Oum Ali Ahmed ne renonce pas. Les visites sont limitées aux membres de la famille 1 fois tous les 15jours. 2 cartes à renouveler chaque année les permettent. Celle marron, rare, pour les visites tous les 15 jours, dont notre hôte est la seule bénéficiaire dans sa famille, après une longue procédure judiciaire. Et celle bleue, 1 fois par an pour le reste de la famille. Durant les 8 premiers mois de détention, aucune visite n’était autorisée. Elle nous raconte les conditions de détention. 40 détenus par cellule sans ventilateur.
Une promenade de 15 min par jour, seul moyen de faire un peu d’exercice. Les livres et journaux en arabe sont interdits, les études sont possibles mais seulement en hébreu. Et même si les diplômes sont obtenus, ils ne sont pas reconnus à la sortie par Israël. La vie est chère et tout doit être payé par les familles. 300 shekels pour 2 cartouches de cigarettes soit près de 65 euros.
La literie, la nourriture, les produits, les vêtements tout est à la charge de la famille. C’est à travers une vitre en PVC et un téléphone qu’elle peut voir son fils 45 minutes. Mais Oum Ali Ahmed voudrait pouvoir toucher son fils, le prendre dans ses bras. Elle lui demande de continuer à l’appeler maman. Elle pleure. Et lui aussi.
Oussama., il est étudiant et fait des petits boulots de menuisier. Il a 17 ans et vit dans le camp de ‘Askar.
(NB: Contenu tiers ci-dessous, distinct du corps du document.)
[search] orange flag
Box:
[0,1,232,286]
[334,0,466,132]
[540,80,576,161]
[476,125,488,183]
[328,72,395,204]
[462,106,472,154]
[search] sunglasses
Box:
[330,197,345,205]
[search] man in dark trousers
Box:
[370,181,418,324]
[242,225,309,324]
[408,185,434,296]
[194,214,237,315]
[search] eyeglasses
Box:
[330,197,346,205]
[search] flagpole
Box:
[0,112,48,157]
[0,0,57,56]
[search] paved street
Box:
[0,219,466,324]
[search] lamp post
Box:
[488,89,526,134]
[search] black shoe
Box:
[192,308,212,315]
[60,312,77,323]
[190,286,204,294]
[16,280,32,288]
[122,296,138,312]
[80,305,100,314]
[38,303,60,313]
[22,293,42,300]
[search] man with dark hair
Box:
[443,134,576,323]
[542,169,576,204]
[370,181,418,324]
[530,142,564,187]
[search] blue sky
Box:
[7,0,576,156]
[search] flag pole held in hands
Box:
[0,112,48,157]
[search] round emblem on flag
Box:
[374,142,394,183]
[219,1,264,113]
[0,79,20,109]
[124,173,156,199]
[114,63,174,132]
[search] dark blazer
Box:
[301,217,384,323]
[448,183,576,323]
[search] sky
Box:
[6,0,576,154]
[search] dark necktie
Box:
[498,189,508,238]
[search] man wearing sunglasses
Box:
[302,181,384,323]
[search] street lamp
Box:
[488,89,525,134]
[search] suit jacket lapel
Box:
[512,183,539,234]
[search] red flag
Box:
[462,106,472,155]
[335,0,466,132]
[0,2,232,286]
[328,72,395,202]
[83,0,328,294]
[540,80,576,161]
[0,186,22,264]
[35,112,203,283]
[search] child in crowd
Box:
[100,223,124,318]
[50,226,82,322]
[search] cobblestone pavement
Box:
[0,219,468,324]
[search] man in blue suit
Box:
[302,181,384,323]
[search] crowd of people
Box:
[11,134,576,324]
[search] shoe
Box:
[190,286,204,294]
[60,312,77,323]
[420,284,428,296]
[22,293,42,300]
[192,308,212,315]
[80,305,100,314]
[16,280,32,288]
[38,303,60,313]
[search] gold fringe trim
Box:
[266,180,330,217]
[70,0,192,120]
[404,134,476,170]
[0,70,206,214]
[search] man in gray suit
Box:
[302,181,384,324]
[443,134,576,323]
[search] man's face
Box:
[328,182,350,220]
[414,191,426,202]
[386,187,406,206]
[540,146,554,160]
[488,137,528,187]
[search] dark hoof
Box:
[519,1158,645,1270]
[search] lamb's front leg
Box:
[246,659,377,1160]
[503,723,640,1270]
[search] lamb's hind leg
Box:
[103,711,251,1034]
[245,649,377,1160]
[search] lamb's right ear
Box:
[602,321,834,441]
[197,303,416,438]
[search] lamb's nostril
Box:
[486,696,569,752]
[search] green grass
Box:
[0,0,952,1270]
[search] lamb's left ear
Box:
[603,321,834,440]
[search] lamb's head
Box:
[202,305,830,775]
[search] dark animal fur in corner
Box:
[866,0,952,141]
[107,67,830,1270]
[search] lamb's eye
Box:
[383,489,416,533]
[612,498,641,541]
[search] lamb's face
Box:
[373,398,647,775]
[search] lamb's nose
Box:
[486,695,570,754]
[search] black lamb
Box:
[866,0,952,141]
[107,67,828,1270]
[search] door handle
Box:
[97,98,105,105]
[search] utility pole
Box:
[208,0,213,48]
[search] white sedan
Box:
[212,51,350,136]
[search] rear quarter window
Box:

Sa famille est originaire de Bessan, un village près de ville israélienne de Netanya, en territoire de 48, dont le nom a été aujourd’hui changé par un autre hébreu. Oussama est un jeune homme plutôt courageux.
Durant la 2ème intifada, il a perdu beaucoup de membres de sa famille. Et une attaque de missile dans son quartier a tué un de ses amis. Parce que la ville était soumise à un couvre feu ne permettant pas d’enterrer les corps dans le cimetière musulman, il ramassera lui-même les chairs du corps et l’enterrera dans le quartier. L’armée israélienne dira plus tard qu’il s’agissait d’une erreur. Erreur qui causa la mort de 4 adolescents. Il décide de réagir et d’entrer dans la résistance. Sa famille n’est pas au courant et d’ailleurs personne ne l’est.
Oussama n’est pas avec nous, un portrait de lui est accroché dans le salon de ses parents. En 2002, Oussama s’est fait exploser dans la ville de Netanya. 6 mois plus tard, après le départ d’activistes internationaux, l’armée israélienne viendra détruire la maison de ses parents en punition. Son corps ne sera jamais rendu et sa famille est considérée comme terroristes en Israël. Ils ne peuvent se déplacer qu’aux alentours de Naplouse. Sa mère est avec nous. Elle nous dit que même si son fils n’est plus là aujourd’hui, elle a des milliers d’enfants à travers toute la Palestine qui continuent de résister.